The four stamps are valued at 25 cents, 80 cents, $1 and $1.50 and include a First Day Cover. Photos supplied by Lennon Christian and Cayman Free Press were used on the 25 cents, $1 and First Day Cover.
The First Day Cover depicts the Queen and Price Philip arriving at Owen Roberts International Airport on board a VC-10 aircraft on 16 February, 1983. Elected officials and top administrators greet Her Majesty and Prince Philip as they exit the aircraft.
The 25-cent stamp shows the Queen outside the Legislative Building, where she delivered the Throne Speech, during her first visit to the Cayman Islands, 16-17 February, 1983. During that visit, the Queen and Prince Philip toured Grand Cayman and she officially opened the Queen’s Highway – a road that connects East End and North Side. The Royal Couple stayed at Transnational House.
The $1 stamp shows the Queen and Prince Philip arriving in George Town Harbour aboard the Royal Yacht Britannia, Saturday and Sunday, 26-27 February, 1994, as part of an eight-country Caribbean tour. During Queen’s Elizabeth II second visit, she knighted former Financial Secretary Vassel Johnson. She officially opened the Ed Bush Sports Complex and Queen Elizabeth II Botanic Park in Frank Sound. The Queen also took the time to greet residents.
Two UK scenes complete the set. The 80-cent stamp shows Queen Elizabeth II at the garden party on the grounds of the Royal Hospital, Chelsea, London, held in connection with the 50th anniversary of the Women’s Services on 1 June, 1967. On the $1.50 stamp, Queen Elizabeth II has a wide smile for the crowd as she leaves Westminster Abbey after her coronation in 1953.
She actually ascended the throne when her father George VI died on 6 February, 1952. She was 25 at the time and visiting a remote village in Kenya with her husband. The trip was cut short and when she flew home to London and was greeted at the airport by her country’s then-Prime Minister Winston Churchill. The Queen’s coronation ceremony took place on 2 June, 1953, after a year of mourning for the king.
During her 60-year reign, Queen Elizabeth has become the most travelled monarch in the world as she has travelled to every country within the Commonwealth of Nations, except two of the most recent members, Cameroon and Rwanda. Canada is the most visited country, with 24 visits (not including fuel stops).
During the course of her reign, the Cayman Islands has had many elections and evolved democratically to having a new constitution with its first premier and Cabinet, as opposed to an Executive Council, Justices of the Peace and Vestry members under an older constitution.

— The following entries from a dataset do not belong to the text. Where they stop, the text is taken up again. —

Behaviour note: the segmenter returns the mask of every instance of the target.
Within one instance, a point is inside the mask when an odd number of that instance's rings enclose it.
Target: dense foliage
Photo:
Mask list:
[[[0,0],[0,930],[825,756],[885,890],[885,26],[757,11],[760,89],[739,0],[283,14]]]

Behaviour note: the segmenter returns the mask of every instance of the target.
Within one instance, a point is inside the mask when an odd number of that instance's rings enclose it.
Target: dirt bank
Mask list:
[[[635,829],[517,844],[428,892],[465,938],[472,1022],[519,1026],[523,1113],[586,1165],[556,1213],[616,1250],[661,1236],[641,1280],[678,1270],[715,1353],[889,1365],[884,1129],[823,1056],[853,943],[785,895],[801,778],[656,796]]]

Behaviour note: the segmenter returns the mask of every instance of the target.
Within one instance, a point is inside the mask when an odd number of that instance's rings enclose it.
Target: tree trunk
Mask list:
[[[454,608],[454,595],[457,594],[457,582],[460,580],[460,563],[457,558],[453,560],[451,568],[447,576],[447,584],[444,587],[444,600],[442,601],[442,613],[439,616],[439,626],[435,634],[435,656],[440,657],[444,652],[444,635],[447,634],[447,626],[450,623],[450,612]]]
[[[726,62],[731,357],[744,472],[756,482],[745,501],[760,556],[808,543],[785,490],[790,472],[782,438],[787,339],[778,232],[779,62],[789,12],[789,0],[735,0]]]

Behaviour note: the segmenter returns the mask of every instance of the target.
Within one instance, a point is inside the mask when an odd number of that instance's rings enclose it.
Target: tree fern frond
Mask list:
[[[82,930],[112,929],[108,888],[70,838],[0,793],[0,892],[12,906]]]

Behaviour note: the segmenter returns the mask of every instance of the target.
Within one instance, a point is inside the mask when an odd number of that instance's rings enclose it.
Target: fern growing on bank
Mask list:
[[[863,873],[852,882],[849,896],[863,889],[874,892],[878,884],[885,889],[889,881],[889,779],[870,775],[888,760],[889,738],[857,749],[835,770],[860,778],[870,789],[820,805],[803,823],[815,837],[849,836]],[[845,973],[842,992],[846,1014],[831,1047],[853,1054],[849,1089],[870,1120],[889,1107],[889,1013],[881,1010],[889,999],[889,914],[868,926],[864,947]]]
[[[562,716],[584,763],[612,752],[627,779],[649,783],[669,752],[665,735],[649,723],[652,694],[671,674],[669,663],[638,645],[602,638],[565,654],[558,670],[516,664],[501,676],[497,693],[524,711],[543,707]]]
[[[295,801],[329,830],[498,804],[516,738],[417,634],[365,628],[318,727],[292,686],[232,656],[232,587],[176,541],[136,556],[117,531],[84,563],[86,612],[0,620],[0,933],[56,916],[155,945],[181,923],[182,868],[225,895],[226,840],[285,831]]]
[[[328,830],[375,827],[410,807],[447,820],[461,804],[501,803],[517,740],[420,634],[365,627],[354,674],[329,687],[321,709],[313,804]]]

Deputy Premier Juliana O’Connor-Connolly said Cayman has a unique relationship with the Queen, who has been an integral part of our history. “The Cayman Islands was proud to take part in celebrating the Queen’s incredible life of service during the Jubilee weekend. It’s really a happy occasion,” she stated, referring to the many activities in all three Islands 1-5 June.
Postmaster General Sheena Glasgow said that the recent celebrations, both locally and internationally, demonstrate an outpouring of affection for the Queen. “It’s a great historic moment, but also a moment of great celebration. The number of Caymanians and residents who took part and or celebrated this historic moment was a testament to the love and respect for Her Majesty the Queen here,” she said.
The only previous Diamond Jubilee celebrated by a British monarch took place in 1897, when Queen Victoria marked 60 years of her reign.